Queste parole erano “officina” – che era anche il nome di una delle proposte in campo (Officina Emilia) – in riferimento sia all’industria meccanica sia ai processi del fare creativo in generale, e “prototipo” in riferimento sia alle competenze altamente specializzate del locale distretto della meccanica sia all’arte e scienza della progettazione e del design.
I membri del tavolo di confronto creativo sono giunti con impegno e forte coinvolgimento personale a scoprire che “officina e prototipo” potevano rappresentare il punto di partenza per ripensare le loro proposte e giungere ad una elaborazione comune esplorando le potenzialità di significato ed intreccio di queste idee.
Applicando il metodo delle “bisociazioni multiple” (A. Koestler), ogni proposta iniziale è stata vista in rapporto a tutte le altre, una ad una. Collocate in questa prospettiva, tutte le proposte, aprendosi alla dimensione dialogica, cambiano e diventano più vive e vibranti, e più interessanti. E’ una sorta di brainstorming strutturato che, se svolto nel setting appropriato e con tempo sufficiente da dedicare, è utile e divertente al tempo stesso. Uno stimolo molto importante per giungere ad una conclusione è stato offerto dai precisi limiti di tempo indicati per il processo: la proposta doveva essere consegnata il 31 maggio 2007; i tempi erano quindi molto ridotti e prescrittivi.
D.: In concreto, che cosa ha prodotto la proposta fino ad oggi?

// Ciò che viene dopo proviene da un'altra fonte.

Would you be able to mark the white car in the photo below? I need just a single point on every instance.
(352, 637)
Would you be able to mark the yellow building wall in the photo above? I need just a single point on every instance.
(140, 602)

La proposta ha delineato con precisione quanti e quali spazi sono necessari per realizzare il progetto (un aiuto essenziale e prezioso per questo non facile lavoro è venuto dall’Ordine degli Architetti della provincia di Modena), essa inoltre ha fornito un’ipotesi di copertura finanziaria per la sua realizzazione e una prima valutazione dell’autosostenibilità delle attività proposte.

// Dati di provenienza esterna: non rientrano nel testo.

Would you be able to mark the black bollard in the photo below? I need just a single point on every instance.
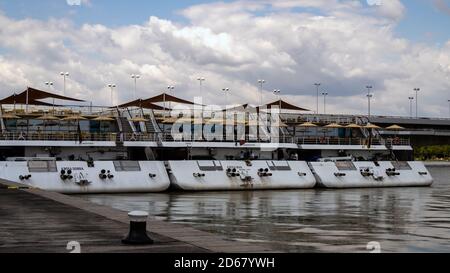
(138, 229)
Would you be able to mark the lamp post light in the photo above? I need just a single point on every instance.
(226, 91)
(369, 96)
(417, 105)
(169, 89)
(49, 86)
(410, 106)
(65, 75)
(277, 92)
(112, 86)
(325, 94)
(261, 82)
(135, 77)
(317, 97)
(201, 80)
(448, 108)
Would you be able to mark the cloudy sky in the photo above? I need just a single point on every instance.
(345, 45)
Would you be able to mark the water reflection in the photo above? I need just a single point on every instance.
(401, 219)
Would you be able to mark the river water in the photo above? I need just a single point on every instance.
(399, 219)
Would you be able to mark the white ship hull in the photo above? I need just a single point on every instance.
(367, 174)
(76, 177)
(151, 176)
(238, 175)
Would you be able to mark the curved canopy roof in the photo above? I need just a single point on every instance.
(150, 102)
(142, 104)
(285, 106)
(33, 96)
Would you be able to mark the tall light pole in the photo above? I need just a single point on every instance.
(410, 106)
(325, 94)
(226, 90)
(277, 92)
(201, 80)
(261, 82)
(112, 86)
(448, 108)
(369, 96)
(65, 75)
(169, 89)
(417, 105)
(135, 77)
(317, 97)
(49, 86)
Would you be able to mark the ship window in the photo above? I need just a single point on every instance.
(42, 166)
(279, 165)
(345, 166)
(127, 166)
(401, 165)
(210, 165)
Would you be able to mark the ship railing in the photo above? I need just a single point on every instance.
(58, 136)
(248, 138)
(140, 137)
(352, 141)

L’esito finale contempla anche una proposta di governance del progetto DAST che viene indicata nella costituzione di una “Fondazione partecipata”. Il progetto, per quanto riguarda l’uso degli spazi, prevede l’utilizzo di una parte dell’edificio delle ex Fonderie Riunite (mq. 10.000 ca.) che si integra con altre destinazioni dell’area richieste dall’Amministrazione comunale: una parte dell’area sarà destinata a creare strutture per gli uffici comunali, la parte rimanente (mq. 9.000) sarà lottizzata e venduta per recuperare in parte i fondi necessari a finanziare il progetto.
Gli amministratori locali hanno quindi accettato di prendere una decisione basata sul risultato finale del tavolo di confronto creativo e di assumere il progetto partecipativo come una proposta credibile e fattibile per migliorare la qualità della vita culturale e sociale della città. Ora prende il via la fase dell’implementazione. L’interesse suscitato dal bando per il concorso di idee è stato davvero notevole e ci attendiamo risultati molto soddisfacenti.